Tom posted these days a patch called "Allow no-cache copy from user on transmit". The idea behind is the following: in net/ipv4/tcp.c:tcp_sendmsg() will copy date from user buffer to sk_buff via copy_from_user() or csum_and_copy_from_user() (which does what the name implies: copy the data and calculate a (partial) checksum). Tom realized that when data is copied data caches are touched which are often not used afterwards.

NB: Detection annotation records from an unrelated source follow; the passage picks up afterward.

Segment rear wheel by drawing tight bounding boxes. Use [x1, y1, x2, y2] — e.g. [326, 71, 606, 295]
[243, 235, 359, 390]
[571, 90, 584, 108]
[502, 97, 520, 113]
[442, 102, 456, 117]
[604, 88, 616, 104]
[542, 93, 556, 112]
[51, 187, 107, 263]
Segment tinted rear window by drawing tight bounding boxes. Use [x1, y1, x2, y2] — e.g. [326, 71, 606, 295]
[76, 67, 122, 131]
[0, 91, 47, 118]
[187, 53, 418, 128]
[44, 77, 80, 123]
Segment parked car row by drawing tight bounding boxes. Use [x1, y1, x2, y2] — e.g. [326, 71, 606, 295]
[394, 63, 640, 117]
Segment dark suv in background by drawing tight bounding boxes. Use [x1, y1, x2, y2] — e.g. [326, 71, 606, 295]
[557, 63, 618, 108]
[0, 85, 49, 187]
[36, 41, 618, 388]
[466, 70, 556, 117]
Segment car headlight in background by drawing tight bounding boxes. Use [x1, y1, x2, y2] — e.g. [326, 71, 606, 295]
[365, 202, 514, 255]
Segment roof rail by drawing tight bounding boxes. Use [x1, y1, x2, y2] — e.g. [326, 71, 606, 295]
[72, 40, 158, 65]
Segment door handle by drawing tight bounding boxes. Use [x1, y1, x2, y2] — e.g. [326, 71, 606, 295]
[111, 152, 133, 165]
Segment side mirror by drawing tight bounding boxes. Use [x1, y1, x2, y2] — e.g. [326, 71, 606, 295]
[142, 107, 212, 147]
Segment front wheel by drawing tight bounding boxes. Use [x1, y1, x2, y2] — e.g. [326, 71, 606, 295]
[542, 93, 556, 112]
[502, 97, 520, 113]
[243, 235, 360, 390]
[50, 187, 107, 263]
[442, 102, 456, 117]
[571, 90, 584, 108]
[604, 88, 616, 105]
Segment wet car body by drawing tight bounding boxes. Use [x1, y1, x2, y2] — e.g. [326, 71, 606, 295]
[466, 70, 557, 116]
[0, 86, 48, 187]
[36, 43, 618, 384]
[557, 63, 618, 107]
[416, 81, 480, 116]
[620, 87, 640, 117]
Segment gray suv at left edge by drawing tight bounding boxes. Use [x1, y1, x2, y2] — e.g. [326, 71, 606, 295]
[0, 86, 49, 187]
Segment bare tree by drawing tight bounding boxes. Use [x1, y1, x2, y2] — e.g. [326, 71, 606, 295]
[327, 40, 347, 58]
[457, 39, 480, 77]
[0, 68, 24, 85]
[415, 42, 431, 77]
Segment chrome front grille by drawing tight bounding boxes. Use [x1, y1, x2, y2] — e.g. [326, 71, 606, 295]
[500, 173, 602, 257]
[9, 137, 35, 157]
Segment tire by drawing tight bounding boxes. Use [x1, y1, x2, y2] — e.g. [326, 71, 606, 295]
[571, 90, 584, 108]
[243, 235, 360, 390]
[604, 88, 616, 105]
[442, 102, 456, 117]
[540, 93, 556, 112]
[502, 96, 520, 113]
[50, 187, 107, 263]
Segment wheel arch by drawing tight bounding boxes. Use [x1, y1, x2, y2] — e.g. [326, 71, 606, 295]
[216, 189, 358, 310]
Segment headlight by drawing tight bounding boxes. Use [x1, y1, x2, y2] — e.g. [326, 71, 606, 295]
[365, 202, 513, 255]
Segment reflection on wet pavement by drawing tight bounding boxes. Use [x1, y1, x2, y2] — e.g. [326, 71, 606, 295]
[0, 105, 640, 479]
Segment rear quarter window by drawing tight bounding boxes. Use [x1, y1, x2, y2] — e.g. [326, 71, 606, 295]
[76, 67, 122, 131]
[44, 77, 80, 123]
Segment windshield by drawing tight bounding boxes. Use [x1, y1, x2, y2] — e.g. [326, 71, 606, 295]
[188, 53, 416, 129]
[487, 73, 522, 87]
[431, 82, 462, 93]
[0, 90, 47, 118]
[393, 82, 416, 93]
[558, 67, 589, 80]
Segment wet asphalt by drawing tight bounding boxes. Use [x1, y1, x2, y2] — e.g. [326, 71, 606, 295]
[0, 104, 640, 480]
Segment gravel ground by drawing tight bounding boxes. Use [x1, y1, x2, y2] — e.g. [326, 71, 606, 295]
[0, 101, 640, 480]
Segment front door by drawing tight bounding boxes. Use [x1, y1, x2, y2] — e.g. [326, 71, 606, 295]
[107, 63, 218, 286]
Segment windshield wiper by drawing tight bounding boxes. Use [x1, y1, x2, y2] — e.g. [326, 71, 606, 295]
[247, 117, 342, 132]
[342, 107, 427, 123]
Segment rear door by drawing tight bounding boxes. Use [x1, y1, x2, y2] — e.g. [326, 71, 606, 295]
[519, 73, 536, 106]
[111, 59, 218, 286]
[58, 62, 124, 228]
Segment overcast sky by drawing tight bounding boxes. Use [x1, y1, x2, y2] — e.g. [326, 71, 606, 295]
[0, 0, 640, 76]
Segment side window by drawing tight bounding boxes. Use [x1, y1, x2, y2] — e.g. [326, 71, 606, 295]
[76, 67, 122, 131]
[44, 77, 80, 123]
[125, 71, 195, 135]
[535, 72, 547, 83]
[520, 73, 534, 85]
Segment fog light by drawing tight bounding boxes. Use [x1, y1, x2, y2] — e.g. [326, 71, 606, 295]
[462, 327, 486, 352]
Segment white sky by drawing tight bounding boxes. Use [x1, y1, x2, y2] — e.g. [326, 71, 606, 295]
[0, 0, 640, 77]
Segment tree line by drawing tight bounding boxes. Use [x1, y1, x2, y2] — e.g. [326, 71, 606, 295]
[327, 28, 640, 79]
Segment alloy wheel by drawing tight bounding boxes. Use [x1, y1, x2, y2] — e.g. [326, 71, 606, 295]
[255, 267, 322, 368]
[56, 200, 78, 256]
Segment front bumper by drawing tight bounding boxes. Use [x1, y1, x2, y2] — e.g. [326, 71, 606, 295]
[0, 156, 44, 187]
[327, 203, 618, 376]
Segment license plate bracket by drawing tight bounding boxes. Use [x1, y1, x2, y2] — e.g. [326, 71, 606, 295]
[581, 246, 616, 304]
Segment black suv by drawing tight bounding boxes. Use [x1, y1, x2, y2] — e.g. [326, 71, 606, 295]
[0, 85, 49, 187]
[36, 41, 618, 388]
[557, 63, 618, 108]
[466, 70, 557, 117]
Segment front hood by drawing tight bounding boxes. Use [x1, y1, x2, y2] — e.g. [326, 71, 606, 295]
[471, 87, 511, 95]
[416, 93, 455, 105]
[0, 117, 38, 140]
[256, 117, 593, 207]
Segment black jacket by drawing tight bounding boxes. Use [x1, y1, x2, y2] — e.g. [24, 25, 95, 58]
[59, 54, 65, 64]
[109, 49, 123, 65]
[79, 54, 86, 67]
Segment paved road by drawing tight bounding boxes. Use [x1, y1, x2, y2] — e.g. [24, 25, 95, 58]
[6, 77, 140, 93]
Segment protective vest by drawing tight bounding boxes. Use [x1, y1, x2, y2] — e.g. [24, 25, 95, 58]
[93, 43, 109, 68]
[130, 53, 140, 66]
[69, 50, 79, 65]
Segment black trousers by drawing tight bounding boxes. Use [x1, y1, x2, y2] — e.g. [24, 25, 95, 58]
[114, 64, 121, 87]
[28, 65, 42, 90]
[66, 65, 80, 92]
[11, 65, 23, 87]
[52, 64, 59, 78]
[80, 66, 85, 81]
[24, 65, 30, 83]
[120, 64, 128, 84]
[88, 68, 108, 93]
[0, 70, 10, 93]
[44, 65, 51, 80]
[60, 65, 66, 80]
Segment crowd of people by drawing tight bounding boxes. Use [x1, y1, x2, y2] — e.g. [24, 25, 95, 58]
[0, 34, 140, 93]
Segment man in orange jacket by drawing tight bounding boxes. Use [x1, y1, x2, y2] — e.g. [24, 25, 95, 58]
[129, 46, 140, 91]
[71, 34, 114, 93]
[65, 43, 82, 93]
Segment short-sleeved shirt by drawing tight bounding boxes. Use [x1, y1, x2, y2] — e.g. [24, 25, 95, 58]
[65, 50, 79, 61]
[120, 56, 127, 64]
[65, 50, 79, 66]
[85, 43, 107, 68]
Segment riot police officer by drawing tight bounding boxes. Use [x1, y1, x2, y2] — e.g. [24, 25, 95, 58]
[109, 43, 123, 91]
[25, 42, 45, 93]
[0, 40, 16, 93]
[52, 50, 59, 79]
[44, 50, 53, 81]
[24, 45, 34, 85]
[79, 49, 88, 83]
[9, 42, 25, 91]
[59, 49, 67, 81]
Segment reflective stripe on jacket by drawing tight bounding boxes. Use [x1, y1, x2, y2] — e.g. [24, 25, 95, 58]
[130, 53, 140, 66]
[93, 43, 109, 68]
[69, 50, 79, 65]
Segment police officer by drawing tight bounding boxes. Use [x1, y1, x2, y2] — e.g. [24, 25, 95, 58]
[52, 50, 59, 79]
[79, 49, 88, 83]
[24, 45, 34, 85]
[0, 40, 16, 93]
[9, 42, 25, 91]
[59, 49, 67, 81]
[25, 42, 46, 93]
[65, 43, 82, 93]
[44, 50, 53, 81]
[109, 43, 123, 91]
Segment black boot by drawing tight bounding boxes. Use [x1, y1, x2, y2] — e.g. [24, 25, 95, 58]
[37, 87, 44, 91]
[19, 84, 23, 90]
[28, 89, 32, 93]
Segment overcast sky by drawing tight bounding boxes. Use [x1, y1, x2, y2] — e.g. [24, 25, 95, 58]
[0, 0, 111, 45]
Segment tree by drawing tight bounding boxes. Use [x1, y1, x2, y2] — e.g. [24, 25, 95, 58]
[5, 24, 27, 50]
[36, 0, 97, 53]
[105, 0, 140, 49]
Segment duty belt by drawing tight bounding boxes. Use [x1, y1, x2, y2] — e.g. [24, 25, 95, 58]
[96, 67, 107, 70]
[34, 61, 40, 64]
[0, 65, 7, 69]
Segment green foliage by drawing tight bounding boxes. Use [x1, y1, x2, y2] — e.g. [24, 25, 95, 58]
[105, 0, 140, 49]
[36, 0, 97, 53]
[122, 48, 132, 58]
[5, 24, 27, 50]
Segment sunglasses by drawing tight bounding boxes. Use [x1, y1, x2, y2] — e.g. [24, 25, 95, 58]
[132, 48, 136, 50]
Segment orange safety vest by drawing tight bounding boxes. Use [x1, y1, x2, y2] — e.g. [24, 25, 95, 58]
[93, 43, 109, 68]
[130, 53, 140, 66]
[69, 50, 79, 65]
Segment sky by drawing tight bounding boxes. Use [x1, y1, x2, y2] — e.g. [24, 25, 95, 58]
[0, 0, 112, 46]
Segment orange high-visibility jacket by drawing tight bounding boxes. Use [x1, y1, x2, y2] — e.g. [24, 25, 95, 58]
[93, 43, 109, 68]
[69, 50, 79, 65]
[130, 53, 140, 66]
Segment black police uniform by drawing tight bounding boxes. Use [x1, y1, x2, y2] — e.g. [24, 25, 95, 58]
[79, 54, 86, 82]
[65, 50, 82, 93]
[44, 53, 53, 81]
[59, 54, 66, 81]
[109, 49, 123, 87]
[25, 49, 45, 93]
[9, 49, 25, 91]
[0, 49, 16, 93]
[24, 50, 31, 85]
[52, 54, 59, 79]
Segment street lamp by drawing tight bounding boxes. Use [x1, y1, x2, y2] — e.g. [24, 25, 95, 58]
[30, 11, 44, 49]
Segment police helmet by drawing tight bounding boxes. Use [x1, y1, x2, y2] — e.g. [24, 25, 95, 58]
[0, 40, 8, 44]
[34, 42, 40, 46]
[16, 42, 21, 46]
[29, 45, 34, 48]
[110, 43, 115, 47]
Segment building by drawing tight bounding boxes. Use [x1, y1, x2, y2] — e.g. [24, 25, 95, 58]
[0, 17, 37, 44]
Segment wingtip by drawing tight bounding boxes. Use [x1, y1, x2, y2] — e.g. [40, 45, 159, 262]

The feature is enabled if the device signals that he is doing some kind of checksum offloading. So that the driver must not touch any data - calculate the checksum. In other words: this feature is disabled if software checksumming is required. There some other interplay (e.g. with loopback interface) but these are covered. The feature is also configurable via ethtool.

Some measurements (200 instances of netperf TCP_RR):

No-cache copy enabled:
   702113 tps, 96.16% utilization,
   50/90/99% latency 238.56 467.56 956.955

Using 14000 byte request and response sizes demonstrate the
effects more dramatically:

No-cache copy disabled:
   79571 tps, 34.34 %utlization
   50/90/95% latency 1584.46 2319.59 5001.76

No-cache copy enabled:
   83856 tps, 34.81% utilization
   50/90/95% latency 2508.42 2622.62 2735.8

The patch seems fine but Davem take them out because of some coding issues.